The CHROMA Application

When bioscientists are interested in the analysis of the behaviour of a molecule they should obtain this molecule in a pure form from a biological sample. This sample could be a biological tissue (animal or vegetal) that contains, besides the molecule of interest, hundreds of other molecules that should be removed. Protein purification is the process that allows the isolation of one molecule among many others. Once the molecule of interest has been isolated, its structure, function, electrical and physical properties and behaviour can be analyzed. The development of techniques and methods for the separation and purification of biological macro-molecules (such as proteins) has been an important prerequisite for many of the advancements made in biosciences and biotechnology over the past three decades. The main problems that can appear in a purification process are in general related with denaturation, proteolysis and contamination with pyrogens, nucleic acids, bacteria and viruses.

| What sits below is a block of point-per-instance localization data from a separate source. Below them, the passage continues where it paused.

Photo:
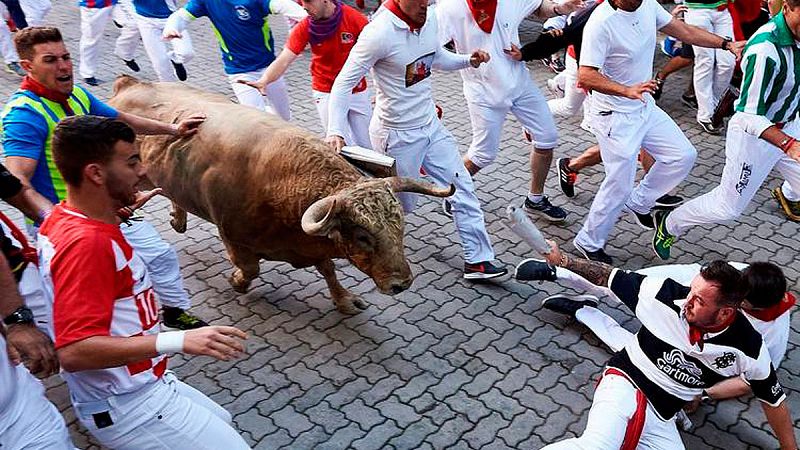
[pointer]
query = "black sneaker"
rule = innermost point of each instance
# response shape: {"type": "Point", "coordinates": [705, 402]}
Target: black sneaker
{"type": "Point", "coordinates": [180, 71]}
{"type": "Point", "coordinates": [179, 319]}
{"type": "Point", "coordinates": [669, 201]}
{"type": "Point", "coordinates": [534, 270]}
{"type": "Point", "coordinates": [597, 255]}
{"type": "Point", "coordinates": [447, 207]}
{"type": "Point", "coordinates": [132, 64]}
{"type": "Point", "coordinates": [566, 177]}
{"type": "Point", "coordinates": [484, 270]}
{"type": "Point", "coordinates": [545, 208]}
{"type": "Point", "coordinates": [643, 220]}
{"type": "Point", "coordinates": [569, 305]}
{"type": "Point", "coordinates": [689, 100]}
{"type": "Point", "coordinates": [708, 127]}
{"type": "Point", "coordinates": [659, 88]}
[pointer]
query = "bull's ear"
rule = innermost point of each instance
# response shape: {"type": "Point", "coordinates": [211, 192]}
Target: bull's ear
{"type": "Point", "coordinates": [321, 218]}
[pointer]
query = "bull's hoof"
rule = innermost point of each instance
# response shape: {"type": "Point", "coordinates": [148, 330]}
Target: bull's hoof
{"type": "Point", "coordinates": [238, 282]}
{"type": "Point", "coordinates": [350, 304]}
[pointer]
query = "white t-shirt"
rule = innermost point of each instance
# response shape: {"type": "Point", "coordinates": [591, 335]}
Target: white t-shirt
{"type": "Point", "coordinates": [497, 82]}
{"type": "Point", "coordinates": [621, 44]}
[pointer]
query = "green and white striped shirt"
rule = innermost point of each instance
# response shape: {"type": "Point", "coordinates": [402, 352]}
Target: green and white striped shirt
{"type": "Point", "coordinates": [771, 67]}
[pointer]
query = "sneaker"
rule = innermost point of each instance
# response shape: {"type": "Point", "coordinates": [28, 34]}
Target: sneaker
{"type": "Point", "coordinates": [15, 69]}
{"type": "Point", "coordinates": [569, 305]}
{"type": "Point", "coordinates": [545, 208]}
{"type": "Point", "coordinates": [179, 319]}
{"type": "Point", "coordinates": [669, 201]}
{"type": "Point", "coordinates": [132, 64]}
{"type": "Point", "coordinates": [689, 100]}
{"type": "Point", "coordinates": [482, 271]}
{"type": "Point", "coordinates": [708, 127]}
{"type": "Point", "coordinates": [659, 87]}
{"type": "Point", "coordinates": [447, 207]}
{"type": "Point", "coordinates": [662, 239]}
{"type": "Point", "coordinates": [792, 209]}
{"type": "Point", "coordinates": [643, 220]}
{"type": "Point", "coordinates": [180, 71]}
{"type": "Point", "coordinates": [534, 270]}
{"type": "Point", "coordinates": [554, 88]}
{"type": "Point", "coordinates": [597, 255]}
{"type": "Point", "coordinates": [566, 177]}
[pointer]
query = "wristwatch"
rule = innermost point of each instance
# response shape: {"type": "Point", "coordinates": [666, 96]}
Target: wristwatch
{"type": "Point", "coordinates": [23, 315]}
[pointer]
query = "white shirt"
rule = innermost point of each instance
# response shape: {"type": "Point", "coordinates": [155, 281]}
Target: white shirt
{"type": "Point", "coordinates": [401, 63]}
{"type": "Point", "coordinates": [621, 45]}
{"type": "Point", "coordinates": [501, 79]}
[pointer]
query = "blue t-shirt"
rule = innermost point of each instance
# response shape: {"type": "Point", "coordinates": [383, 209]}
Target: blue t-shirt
{"type": "Point", "coordinates": [156, 9]}
{"type": "Point", "coordinates": [242, 29]}
{"type": "Point", "coordinates": [25, 134]}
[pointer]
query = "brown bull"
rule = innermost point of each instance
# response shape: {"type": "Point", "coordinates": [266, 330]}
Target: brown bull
{"type": "Point", "coordinates": [274, 191]}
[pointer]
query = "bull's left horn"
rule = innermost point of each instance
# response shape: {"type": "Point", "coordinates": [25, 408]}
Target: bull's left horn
{"type": "Point", "coordinates": [319, 217]}
{"type": "Point", "coordinates": [402, 184]}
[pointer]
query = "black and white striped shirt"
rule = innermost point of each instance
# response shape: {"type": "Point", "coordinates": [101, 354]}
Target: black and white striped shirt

The usual way to search for a purification procedure is to look in the literature for previos purifications of the protein that we are interested in. Then we can use the same source than the obtained experiments and, consequently, the same purification process will be useful. The main difficulty is the unavailability of the sources used in the obtained literature. Therefore, the purification process has to be modified according to the characteristics of the available source. The optimization of the chosen purification process is made by a systematic variation of parameters as the composition of the extraction method. The extraction of a protein from a solid source implies an agreement between the retrieval of the protein and its purity.

CHROMA has a base of cases containing experiments obtained from the literature (Comparative Biochemistry and Physiology revue). CHROMA searches in this base and the result of this search is one or several experiments close to our experiment providing a first approximation of how the protein of interest can be purified. We want to make special emphasis in that the adequacy of the proposed solution can be only evaluated in the laboratory. That makes difficult the evaluation of CHROMA.

The main task of CHROMA is the purification task. Given a new experiment and a base of solved experiments, the goal of the purification task is to find a sequence of chromatographic techniques (purification plan) purifying the protein of the new experiment. The domain expert uses different strategies to find a purification plan for the current protein:

M1) Searching for an experiment using exactly the same sample for the same protein.

M2) Searching for experiments purifying the same protein but from other kinds of sample. If more than one is found, the domain expert chooses one of them according to some specific criteria.

M3) If the sample of the current experiment satisfies some specific domain properties (i.e. the current protein belong to a special family of proteins), the domain expert knows which purification plan to apply without searching for past experiments.

M4) If the domain expert has not found any experiment in the literature purifying the protein of the current experiment, he tries to build a purification plan by trial and error in the laboratory. The steps of this purification plan are build according to the characteristics of each purification techniques.

Each of these strategies has been modelled in CHROMA by a different problem solving method. In particular, strategy M1 has been modelled by the equal-sample method that detects if there is an experiment in the case base having the same protein and sample as the current experiment. The analogy-by-determination method is a case-based method, used to model strategy M2, that retrieves experiments from the case base that purify the same protein. Given a protein P, several experiments purifying P can be retrieved: the analogy-by-determination method performs some interaction with the user in order to let him decide the most appropriate precedent.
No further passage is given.